LaVerdiere's Drug Stores
- Company type: Private
- Industry: Retail
- Founded: 1922; 104 years ago in Waterville, Maine
- Founder: Evariste LaVerdiere
- Defunct: 1994; 32 years ago
- Fate: Acquisition and takeover by Rite Aid; all of the stores were converted into Rite Aid stores
- Successor: Rite Aid
- Headquarters: Waterville, Maine, United States
- Number of locations: 72 at acquisition and takeover
- Area served: Maine; New Hampshire; Vermont;
- Key people: Reginald LaVerdiere, president
- Products: Pharmacy

= LaVerdiere's =

Defunct American pharmacy chain serving Northern New England

LaVerdiere's Super Drug Stores (often called LaVerdiere's) was a pharmacy chain based in Waterville, Maine. At its peak, the company operated more than 70 stores in small towns throughout Maine, New Hampshire, and Vermont. Aside from the pharmacy, the stores sold general items, as well as toys and Halloween and Christmas decorations. In the 1980s, some LaVerdiere's locations featured an arcade, called Action Family Arcade. LaVerdiere's operated 42 Action Family Arcades in the 1980s.
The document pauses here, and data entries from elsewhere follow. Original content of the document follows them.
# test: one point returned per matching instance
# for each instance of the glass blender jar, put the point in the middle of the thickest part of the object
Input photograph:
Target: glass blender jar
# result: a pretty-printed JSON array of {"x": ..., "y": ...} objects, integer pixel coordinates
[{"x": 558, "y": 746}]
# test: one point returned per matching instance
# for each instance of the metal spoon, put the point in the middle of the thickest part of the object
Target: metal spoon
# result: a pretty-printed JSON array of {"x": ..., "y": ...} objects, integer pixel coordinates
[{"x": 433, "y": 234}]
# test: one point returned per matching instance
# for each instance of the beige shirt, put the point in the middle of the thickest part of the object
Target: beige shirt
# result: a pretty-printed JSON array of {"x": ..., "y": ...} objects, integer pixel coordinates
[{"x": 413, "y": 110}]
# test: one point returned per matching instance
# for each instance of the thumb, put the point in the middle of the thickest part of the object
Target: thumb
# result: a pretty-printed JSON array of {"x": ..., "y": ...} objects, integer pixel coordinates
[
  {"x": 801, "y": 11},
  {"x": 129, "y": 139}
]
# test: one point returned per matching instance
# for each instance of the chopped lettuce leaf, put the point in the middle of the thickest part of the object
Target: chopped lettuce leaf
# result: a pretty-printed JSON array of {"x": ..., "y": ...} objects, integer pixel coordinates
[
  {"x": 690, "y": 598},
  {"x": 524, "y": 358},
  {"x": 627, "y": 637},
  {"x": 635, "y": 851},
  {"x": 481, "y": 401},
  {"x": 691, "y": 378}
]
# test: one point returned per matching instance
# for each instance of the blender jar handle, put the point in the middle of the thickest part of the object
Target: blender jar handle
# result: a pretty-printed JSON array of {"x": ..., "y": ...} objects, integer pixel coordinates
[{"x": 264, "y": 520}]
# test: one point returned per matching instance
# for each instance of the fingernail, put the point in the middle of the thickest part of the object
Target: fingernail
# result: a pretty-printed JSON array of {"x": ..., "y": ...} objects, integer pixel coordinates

In 1994, Rite Aid purchased the company as part of its expansion into Northern New England. Company president Stephen LaVerdiere cited repeal of the state's blue laws as a factor making it more difficult to compete with national chains:

Our stores were specifically designed to be 5,000 sq. ft. so that we would be able to remain open on Sunday. Any store larger than that was not permitted to stay open on Sunday. In that way, we were able to bring in business seven days a week. When that law was repealed, we found ourselves competing on Sunday with mass-merchandisers as well as big supermarkets.

Evariste LaVerdiere founded the company on Main Street in Waterville, Maine in 1922 with a news stand which grew into a soda fountain and later a drug store. Rite Aid's successor in Maine, Walgreens, operate in many of the former LaVerdiere's locations into the mid 2020s.

In 2023, Rite Aid, the successor to LaVerdiere's, filed for Chapter 11 bankruptcy. On May 5, 2025, Rite Aid filed for Chapter 11 bankruptcy for the second time in 2 years, listing assets and liabilities between $1 billion and $10 billion, blaming financial challenges such as debt, increased competition, and inflation.

==In pop culture==

LaVerdiere's and its somewhat infamous Halloween goods aisle, were described in some detail in Stephen King's novella The Sun Dog:

The LaVerdiere's Super Drug Store was really more of a jumped-up five-and-dime than anything else… [It] carried everything the old Ben Franklin had carried, but the goods were bathed in the pitiless light of Maxi-Glo fluorescent bars which gave every bit of stock its own hectic, feverish shimmer. There was an aisle of notions, two aisles of first-aid supplies, and nostrums, an aisle of video and audio tapes (both blank and pre-recorded). There was a long rack of magazines giving way to paperback books, a display of lighters under one digital cash-register and a display of watches under another (a third register was hidden in the dark corner where the pharmacist lurked in his lonely shadows). Halloween candy had taken over most of the toy aisle (the toys would not only come back after Halloween but eventually take over two whole aisles as the days slid remorselessly down toward Christmas).